I love it because no matter how many years you have under your belt, you're learning something new all the time.
Recently, I've also entertained the idea of stretching my palate into something like tea, coffee or olive oil judging; I could definitely have a crack at that.
But it wasn't until earlier this week that my eyes, nose and mouth were given a real shake-up by how amazing good-quality water can be.
Most cities I've lived in around New Zealand have had great water, but others offer dull, flabby water from the taps.
My house in Christchurch has its own well deep underground - and I thought our water was the most sublime non-alcoholic drink I'd ever ingested until I put a glass of it up against Acqua Panna from Italy.
Sourced from an aquifer deep beneath Monte Gazzaro in the Tuscan Apennines, it has amazing clarity and luminosity, reflecting loads of colour just like I imagine a beautifully cut diamond would (alas, I only possess cubic zirconias ... ).
Both waters smelled very clean and fresh, however the Acqua Panna definitely had the edge in terms of taste.
It has very low acidity and mineral salts apparently, which probably accounted for why it so incredibly smooth, light and velvety.
The crazy thing was, the flavour of the water persisted in the mouth long after it'd been swallowed - odd, because you expect after drinking something that prides itself on being neutral - there'd be no aftertaste at all.
Although when I think about it, it was less of a "taste" and more of a "texture".
I'd been told that a reliable test of a mineral water's quality is to have a really good swig after drinking a cup of coffee or a glass of wine; swirl it around in your mouth, swish it right to the back teeth then swallow.
If you can still taste the previous beverage, the water isn't really that flash.
So I set to work, firstly with my breakfast plunger right through to my morning tea mug of Avalanche Instant.
One mouthful of Acqua Panna made my mouth feel as though I'd just brushed my teeth (without the minty finish), excellent!
This was followed by a long afternoon of tasting my way through dozens of Italian wines for an upcoming magazine feature.
One sip of this water as I moved between the sparkling wines to the whites and on to the roses and the reds, meant an instant, cleansed palate which is probably why Acqua Panna is now the official mineral water of the Association del la Sommelliere Internationale and is served alongside wines at major international wine competitions and events.
However, at $4.50 for a 1L bottle, I'll be using it only for when I'm doing a lot of wine tasting rather than bathing in it like some impossibly wealthy types in London are choosing to do with their favourite tipple.
Always classy, my father used to say when he saw an attractive woman, something along the lines of "I could drink her bathwater", which is rather gross.
But I suspect there'd be loads of men saying the same thing after learning about the newly launched Champagne Bath menu at The Cadogan Hotel in London.
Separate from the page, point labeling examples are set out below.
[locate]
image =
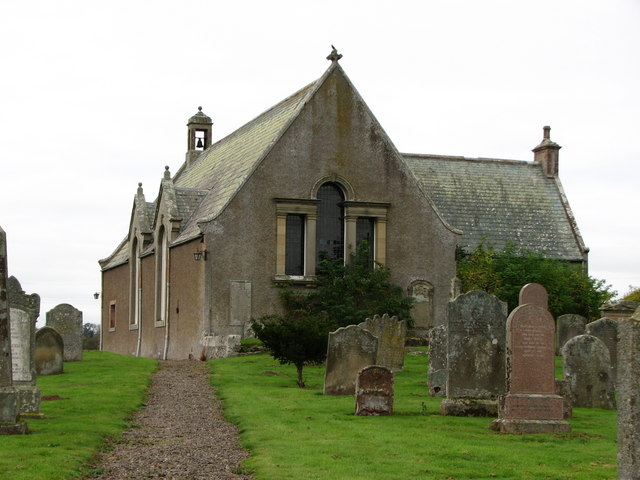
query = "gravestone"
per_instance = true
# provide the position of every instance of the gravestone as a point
(49, 352)
(25, 310)
(567, 327)
(531, 404)
(587, 370)
(607, 331)
(438, 361)
(67, 321)
(9, 401)
(374, 391)
(391, 334)
(476, 347)
(349, 350)
(628, 395)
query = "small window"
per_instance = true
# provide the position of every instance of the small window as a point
(112, 315)
(294, 261)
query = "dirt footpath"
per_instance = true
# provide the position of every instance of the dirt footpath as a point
(179, 434)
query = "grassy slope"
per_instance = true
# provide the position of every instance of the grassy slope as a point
(100, 393)
(300, 434)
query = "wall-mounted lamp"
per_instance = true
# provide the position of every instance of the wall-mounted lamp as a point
(200, 254)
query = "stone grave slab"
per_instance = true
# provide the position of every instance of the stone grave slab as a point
(374, 391)
(628, 395)
(49, 352)
(437, 371)
(349, 350)
(606, 330)
(67, 320)
(391, 334)
(531, 404)
(587, 370)
(567, 327)
(476, 346)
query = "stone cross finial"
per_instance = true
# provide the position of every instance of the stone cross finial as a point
(334, 56)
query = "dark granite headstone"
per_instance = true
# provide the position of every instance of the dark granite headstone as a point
(567, 327)
(49, 352)
(438, 361)
(9, 400)
(531, 406)
(628, 395)
(391, 334)
(67, 320)
(607, 331)
(349, 350)
(374, 391)
(587, 370)
(475, 355)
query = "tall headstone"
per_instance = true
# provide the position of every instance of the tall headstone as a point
(628, 395)
(25, 310)
(567, 327)
(607, 331)
(67, 320)
(391, 334)
(587, 370)
(49, 352)
(374, 391)
(531, 404)
(476, 347)
(349, 350)
(9, 406)
(437, 371)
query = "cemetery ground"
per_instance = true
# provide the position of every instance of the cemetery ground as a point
(295, 433)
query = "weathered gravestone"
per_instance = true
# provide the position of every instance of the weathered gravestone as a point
(476, 349)
(607, 331)
(67, 321)
(628, 395)
(25, 310)
(349, 350)
(438, 361)
(374, 391)
(587, 370)
(9, 406)
(531, 404)
(567, 327)
(391, 334)
(49, 352)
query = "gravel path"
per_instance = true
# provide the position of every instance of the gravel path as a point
(179, 434)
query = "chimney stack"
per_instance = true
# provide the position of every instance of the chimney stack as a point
(546, 154)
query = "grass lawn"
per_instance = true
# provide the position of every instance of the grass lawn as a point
(301, 434)
(97, 395)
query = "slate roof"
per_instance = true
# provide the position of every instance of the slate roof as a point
(502, 201)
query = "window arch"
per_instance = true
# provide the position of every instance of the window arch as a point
(162, 280)
(135, 303)
(330, 223)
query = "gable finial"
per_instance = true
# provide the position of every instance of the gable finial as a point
(334, 56)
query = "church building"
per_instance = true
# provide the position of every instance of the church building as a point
(310, 178)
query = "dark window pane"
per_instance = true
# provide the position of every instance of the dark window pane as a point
(330, 223)
(294, 253)
(364, 233)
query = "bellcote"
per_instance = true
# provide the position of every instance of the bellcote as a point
(546, 154)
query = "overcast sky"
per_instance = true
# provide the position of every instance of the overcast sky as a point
(94, 98)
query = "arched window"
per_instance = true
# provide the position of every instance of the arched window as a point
(162, 257)
(135, 303)
(330, 223)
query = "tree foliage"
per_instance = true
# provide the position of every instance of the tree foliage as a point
(503, 273)
(343, 295)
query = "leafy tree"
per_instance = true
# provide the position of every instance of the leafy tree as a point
(504, 273)
(344, 295)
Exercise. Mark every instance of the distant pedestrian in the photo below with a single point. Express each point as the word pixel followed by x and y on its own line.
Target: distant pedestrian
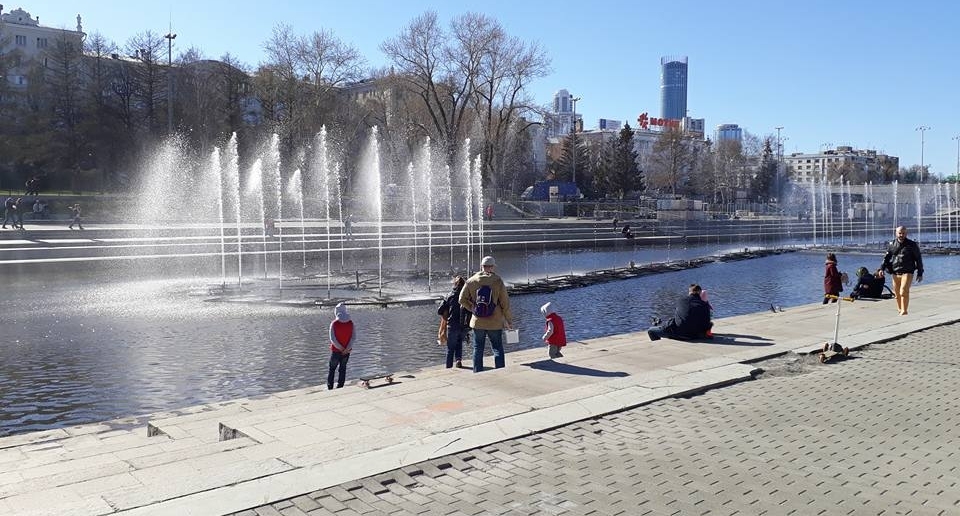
pixel 18 208
pixel 456 324
pixel 832 282
pixel 10 212
pixel 555 335
pixel 902 260
pixel 342 336
pixel 348 226
pixel 76 214
pixel 485 296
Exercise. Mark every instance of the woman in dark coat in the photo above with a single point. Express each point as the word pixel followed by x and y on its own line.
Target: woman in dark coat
pixel 832 285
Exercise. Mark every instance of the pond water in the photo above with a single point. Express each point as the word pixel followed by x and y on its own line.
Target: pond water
pixel 90 344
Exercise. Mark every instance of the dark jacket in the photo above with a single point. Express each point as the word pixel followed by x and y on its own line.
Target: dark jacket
pixel 831 279
pixel 868 286
pixel 458 318
pixel 903 258
pixel 692 319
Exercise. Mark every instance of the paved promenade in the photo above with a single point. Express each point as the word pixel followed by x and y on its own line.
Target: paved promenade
pixel 620 425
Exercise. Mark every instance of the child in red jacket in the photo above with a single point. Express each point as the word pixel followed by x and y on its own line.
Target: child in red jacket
pixel 555 335
pixel 342 337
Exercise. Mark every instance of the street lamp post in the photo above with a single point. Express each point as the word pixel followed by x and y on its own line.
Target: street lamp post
pixel 957 138
pixel 573 131
pixel 779 163
pixel 922 130
pixel 170 37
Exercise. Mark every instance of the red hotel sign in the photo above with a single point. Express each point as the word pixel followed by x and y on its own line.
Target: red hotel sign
pixel 645 122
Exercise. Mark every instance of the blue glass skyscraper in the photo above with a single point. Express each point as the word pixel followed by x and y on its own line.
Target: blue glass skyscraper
pixel 673 87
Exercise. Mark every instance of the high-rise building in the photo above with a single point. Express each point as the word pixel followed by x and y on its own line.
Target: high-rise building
pixel 673 87
pixel 729 132
pixel 563 119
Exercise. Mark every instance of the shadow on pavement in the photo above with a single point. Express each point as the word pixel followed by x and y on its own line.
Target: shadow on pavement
pixel 730 339
pixel 557 367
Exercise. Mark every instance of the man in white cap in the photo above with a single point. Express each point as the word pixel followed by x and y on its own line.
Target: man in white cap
pixel 485 296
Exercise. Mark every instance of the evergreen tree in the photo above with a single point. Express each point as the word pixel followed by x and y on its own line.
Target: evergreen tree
pixel 574 162
pixel 765 183
pixel 625 175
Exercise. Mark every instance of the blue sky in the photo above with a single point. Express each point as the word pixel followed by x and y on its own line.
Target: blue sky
pixel 860 73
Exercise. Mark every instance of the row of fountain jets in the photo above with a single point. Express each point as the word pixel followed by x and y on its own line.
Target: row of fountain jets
pixel 264 198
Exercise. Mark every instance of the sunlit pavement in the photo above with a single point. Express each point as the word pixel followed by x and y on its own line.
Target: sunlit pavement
pixel 611 404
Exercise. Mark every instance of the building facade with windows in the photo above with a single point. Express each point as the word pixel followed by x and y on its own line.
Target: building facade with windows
pixel 23 43
pixel 856 165
pixel 563 119
pixel 728 132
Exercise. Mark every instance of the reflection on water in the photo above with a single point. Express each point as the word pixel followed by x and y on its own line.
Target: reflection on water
pixel 90 345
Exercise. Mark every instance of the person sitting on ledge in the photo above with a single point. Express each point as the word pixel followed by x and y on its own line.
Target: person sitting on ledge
pixel 691 320
pixel 869 285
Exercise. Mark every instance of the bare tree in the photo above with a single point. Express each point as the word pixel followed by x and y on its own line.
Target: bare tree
pixel 507 66
pixel 63 80
pixel 440 72
pixel 304 72
pixel 148 76
pixel 672 161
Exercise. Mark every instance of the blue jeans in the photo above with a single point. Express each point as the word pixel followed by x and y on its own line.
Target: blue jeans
pixel 496 342
pixel 338 363
pixel 454 345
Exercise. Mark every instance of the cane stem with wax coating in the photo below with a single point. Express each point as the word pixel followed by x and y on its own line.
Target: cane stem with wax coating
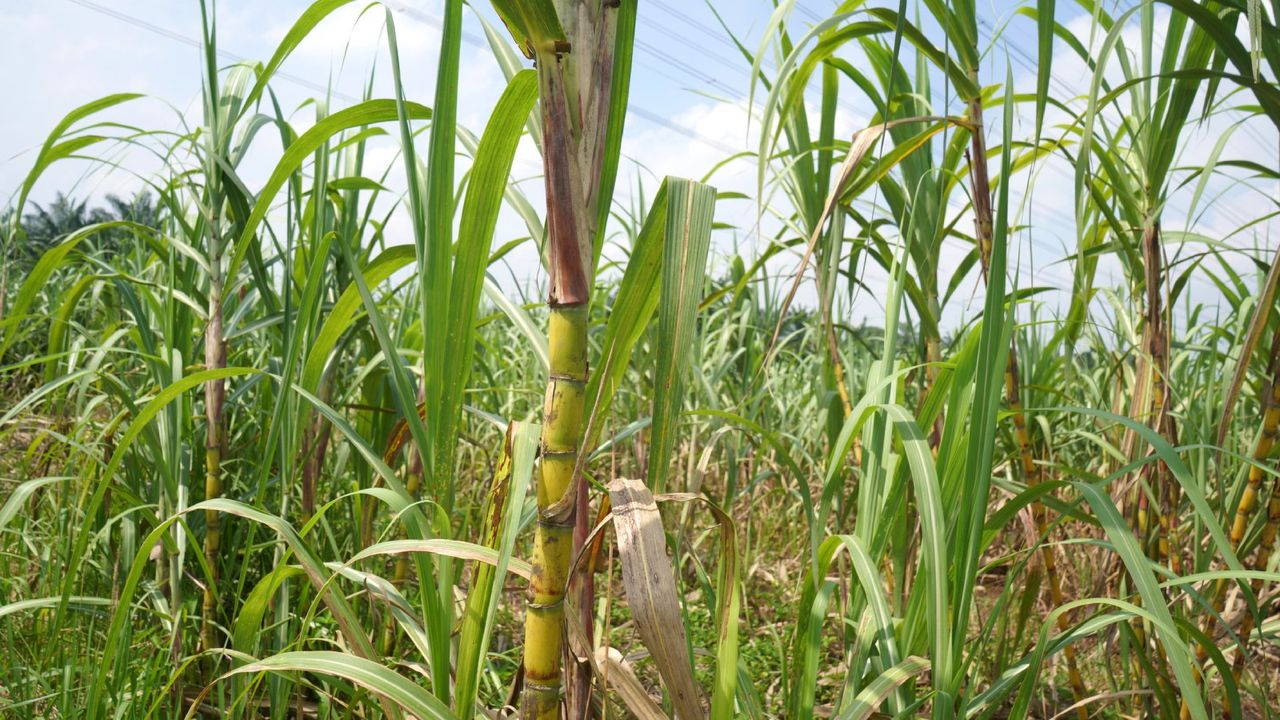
pixel 575 86
pixel 1244 510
Located in moneyed Knightsbridge, they're now offering a Dom Perignon 2002 bath for the equivalent of $47,300.
Designed to mark the hotel's 125th anniversary and kicking off on Valentine's Day and running for the next 12 months, the budget version of this new take on a bubble bath will set you back $7500 for a bath filled with 122 bottles of Louis de Custine Brut 1998, or you could choose the Perrier-Jouet Grand Brut bath for $11,000, or the Veuve Clicquot Brut bath for $13,000.
Your bath can be heated to whatever temperature the customer requests and an optional "bath butler" will be on hand to pour the submerged guest one of six complimentary bottles offered with the service, and serve them with chocolate-covered strawberries.